La Communauté juive de Villé pendant la seconde guerre mondiale
par Christian Dirwimmer (suite)

d) Relations avec la population locale




Carte de la région
Autant le dire de suite, les relations de la famille WEILL avec la population civile avec laquelle elle fut en rapport direct furent, à de rares exceptions près, très amicales. Ce fait confirme amplement la tradition d'hospitalité dont la région fit preuve vis-à-vis des réfugiés israélites qui s'y cachèrent en grand nombre :
"23.10.1942. On a eu beaucoup de visite au Puy avant de partir. Les gens nous ont montré toute leur sympathie (...). Nous avons déménagé mardi le 21 octobre. Notre nouvelle adresse: chez M. Roussel, entrepreneur à Saugues. Nous sommes les seuls Juds (6) ici. Nos propriétaires sont bien gentils ".

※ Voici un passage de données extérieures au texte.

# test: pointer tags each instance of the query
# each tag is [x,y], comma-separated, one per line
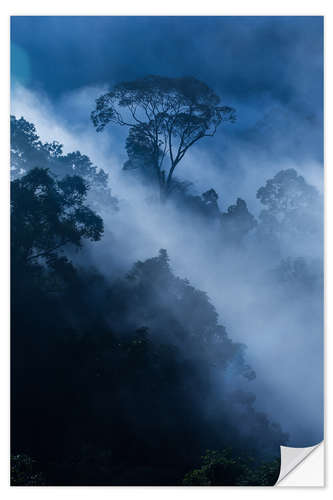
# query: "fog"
[280,323]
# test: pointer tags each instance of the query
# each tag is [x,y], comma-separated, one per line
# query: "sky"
[269,68]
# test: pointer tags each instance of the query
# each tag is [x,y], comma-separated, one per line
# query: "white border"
[131,7]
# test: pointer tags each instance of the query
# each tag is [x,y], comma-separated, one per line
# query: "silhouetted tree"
[237,221]
[166,117]
[28,151]
[47,214]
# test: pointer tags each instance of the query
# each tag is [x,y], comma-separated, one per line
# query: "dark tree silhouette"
[237,221]
[292,206]
[166,117]
[27,151]
[47,214]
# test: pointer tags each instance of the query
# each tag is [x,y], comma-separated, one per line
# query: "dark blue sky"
[269,68]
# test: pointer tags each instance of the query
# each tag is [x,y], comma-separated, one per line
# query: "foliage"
[222,468]
[237,221]
[47,214]
[166,116]
[28,152]
[23,472]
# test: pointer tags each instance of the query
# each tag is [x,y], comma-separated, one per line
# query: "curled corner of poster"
[302,466]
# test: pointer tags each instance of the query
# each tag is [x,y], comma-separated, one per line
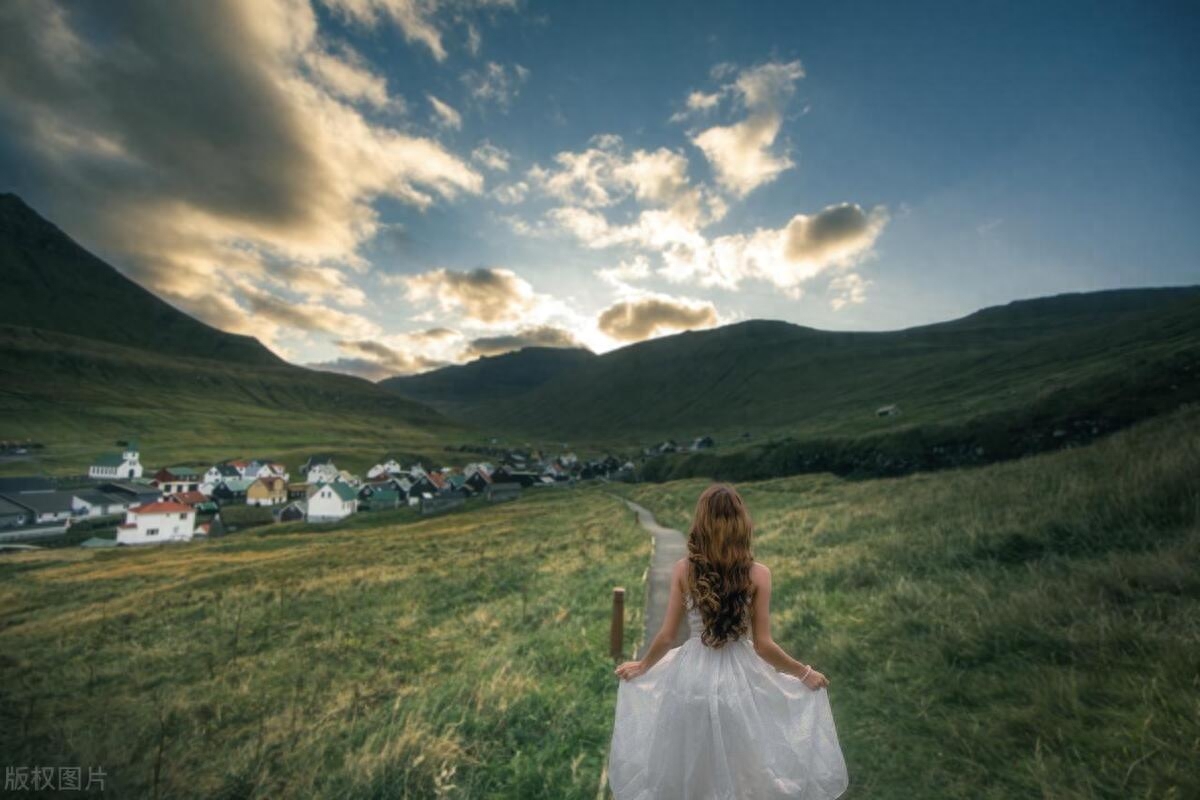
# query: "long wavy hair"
[720,557]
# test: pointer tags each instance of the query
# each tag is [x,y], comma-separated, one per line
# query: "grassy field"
[79,397]
[1023,630]
[463,655]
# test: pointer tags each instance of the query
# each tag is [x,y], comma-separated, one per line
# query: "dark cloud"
[633,320]
[541,336]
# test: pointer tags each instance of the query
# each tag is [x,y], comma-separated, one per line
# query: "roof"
[165,506]
[343,491]
[95,497]
[43,501]
[25,485]
[7,507]
[97,541]
[190,498]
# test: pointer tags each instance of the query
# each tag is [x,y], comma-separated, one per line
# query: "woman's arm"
[763,644]
[665,637]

"27.01.1943. Très touché par l'affabilité de nos propriétaires M. et Mme Roussel qui nous font plaisir à toute occasion possible".
La sympathie de la famille ROUSSEL s'exprimera particulièrement lors du décès du père, Théophile WEILL, survenu à Saugues le 17.09.1943 :
"Madame Roussel nous était d'un secours extraordinaire et je ne veux pas oublier ce qu'elle a fait avec un tact irréprochable. Dans la journée de vendredi, plusieurs personnes sont venues nous présenter leurs condoléances (...). Après le discours (l'éloge funèbre), bien des hommes de Saugues se sont empressés à descendre le cercueil pour le transporter dans le corbillard. Le Rabbin a fait la remarque: "Je n'ai jamais vu cela".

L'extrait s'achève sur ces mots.